Conversion

rpy2 is using a conversion system with which rules to share objects between Python and R can be specified (see rpy2 documentation about conversion).

Rules for Arrow data structure can be specified, and the package rpy2-arrow already implements the bulk of what it is required. The only remaining part is how to combine them for your own need.

Faster pandas-R conversions

This example of custom conversion with jupyter and the “R magic” in rpy2.ipython demonstrates how Arrow can greatly improve performances when moving data between Python and R.

Note

This section is a jupyter notebook. It can be downloaded as a notebook from here.

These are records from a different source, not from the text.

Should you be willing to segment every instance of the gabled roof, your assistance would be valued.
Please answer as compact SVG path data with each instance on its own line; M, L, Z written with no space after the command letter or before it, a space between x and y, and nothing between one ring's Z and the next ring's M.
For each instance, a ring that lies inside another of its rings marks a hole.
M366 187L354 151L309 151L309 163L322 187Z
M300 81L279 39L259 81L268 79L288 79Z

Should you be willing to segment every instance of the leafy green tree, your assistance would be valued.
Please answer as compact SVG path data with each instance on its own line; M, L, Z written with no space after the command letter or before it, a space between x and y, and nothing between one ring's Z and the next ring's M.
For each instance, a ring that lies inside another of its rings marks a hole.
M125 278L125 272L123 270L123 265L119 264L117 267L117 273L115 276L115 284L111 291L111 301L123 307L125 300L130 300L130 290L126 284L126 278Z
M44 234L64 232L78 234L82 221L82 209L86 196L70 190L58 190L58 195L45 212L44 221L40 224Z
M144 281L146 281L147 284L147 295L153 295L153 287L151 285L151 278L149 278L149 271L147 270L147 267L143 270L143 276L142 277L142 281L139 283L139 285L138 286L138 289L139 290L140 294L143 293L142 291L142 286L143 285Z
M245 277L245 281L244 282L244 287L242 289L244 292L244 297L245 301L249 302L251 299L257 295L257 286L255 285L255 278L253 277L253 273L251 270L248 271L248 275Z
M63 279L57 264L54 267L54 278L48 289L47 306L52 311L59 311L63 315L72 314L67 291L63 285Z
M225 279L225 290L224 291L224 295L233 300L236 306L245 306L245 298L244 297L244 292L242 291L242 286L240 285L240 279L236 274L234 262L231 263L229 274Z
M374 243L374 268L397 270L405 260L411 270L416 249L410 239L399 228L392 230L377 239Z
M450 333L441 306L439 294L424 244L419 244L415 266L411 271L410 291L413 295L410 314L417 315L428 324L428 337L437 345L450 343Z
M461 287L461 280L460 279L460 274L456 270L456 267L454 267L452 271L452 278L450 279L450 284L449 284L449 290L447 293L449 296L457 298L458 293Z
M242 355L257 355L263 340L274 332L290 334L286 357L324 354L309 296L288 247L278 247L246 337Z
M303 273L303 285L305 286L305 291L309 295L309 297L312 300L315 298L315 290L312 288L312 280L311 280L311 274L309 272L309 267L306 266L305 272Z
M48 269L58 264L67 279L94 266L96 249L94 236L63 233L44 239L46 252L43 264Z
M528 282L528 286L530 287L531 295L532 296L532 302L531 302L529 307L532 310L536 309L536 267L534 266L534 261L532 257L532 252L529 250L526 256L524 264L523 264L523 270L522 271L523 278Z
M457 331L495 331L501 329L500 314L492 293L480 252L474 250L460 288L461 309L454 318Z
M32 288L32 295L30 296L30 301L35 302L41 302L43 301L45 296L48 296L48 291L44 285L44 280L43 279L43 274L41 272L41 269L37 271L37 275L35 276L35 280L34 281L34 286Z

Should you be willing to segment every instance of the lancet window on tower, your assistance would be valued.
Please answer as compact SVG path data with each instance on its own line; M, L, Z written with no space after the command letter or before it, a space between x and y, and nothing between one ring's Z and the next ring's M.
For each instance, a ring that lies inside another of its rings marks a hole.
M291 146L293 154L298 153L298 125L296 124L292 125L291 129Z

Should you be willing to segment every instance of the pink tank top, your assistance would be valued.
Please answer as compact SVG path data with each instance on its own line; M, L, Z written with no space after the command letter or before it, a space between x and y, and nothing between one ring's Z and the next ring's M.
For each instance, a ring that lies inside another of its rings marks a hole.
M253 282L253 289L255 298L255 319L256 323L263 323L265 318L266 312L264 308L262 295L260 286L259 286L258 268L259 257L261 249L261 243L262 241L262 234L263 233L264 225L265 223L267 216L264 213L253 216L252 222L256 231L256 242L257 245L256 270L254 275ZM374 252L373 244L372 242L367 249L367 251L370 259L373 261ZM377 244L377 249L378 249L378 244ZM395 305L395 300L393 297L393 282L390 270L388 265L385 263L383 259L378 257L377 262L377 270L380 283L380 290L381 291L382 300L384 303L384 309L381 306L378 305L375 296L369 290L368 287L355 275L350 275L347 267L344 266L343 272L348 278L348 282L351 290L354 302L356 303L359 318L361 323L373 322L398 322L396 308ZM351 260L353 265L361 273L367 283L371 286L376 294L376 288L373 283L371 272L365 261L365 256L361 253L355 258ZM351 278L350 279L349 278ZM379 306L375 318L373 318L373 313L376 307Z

We create a test pandas.DataFrame. The size is set to show a noticeable able effect without waiting too long for the slowest conversion on the laptop the notebook ran on. Feel free to change the variable _N to what suits best your hardware, and your patience.

In [1]: import pandas as pd
   ...: # Number or rows in the DataFrame.
   ...: _N = 500000
   ...: pd_dataf = pd.DataFrame({'x': range(_N),
   ...:                          'y': ['abc', 'def'] * (_N//2)})
   ...: 

Next we load the ipython/jupyter extension in R to communicate with R in a (Python) notebook.

In [2]: %load_ext rpy2.ipython

With the extension loaded, the DataFrame can be imported in a R cell (declared with %%R) using the argument -i. It takes few seconds for the conversion system to create a copy of it in R on the machine where the notebook was written.

In [3]: %%time
   ...: %%R -i pd_dataf
   ...: print(head(pd_dataf))
   ...: rm(pd_dataf)
   ...: 
  x   y
0 0 abc
1 1 def
2 2 abc
3 3 def
4 4 abc
5 5 def
CPU times: user 2.75 s, sys: 34.2 ms, total: 2.78 s
Wall time: 2.8 s

From pandas.DataFrame to R data.frame through an Arrow Table

The conversion of a pandas.DataFrame can be accelerated by using Apache Arrow as an intermediate step. The package pyarrow is using compiled code to go efficiently from a pandas.DataFrame to an Arrow data structure, and the R package arrow can do the same from Arrow data structure to an R data.frame.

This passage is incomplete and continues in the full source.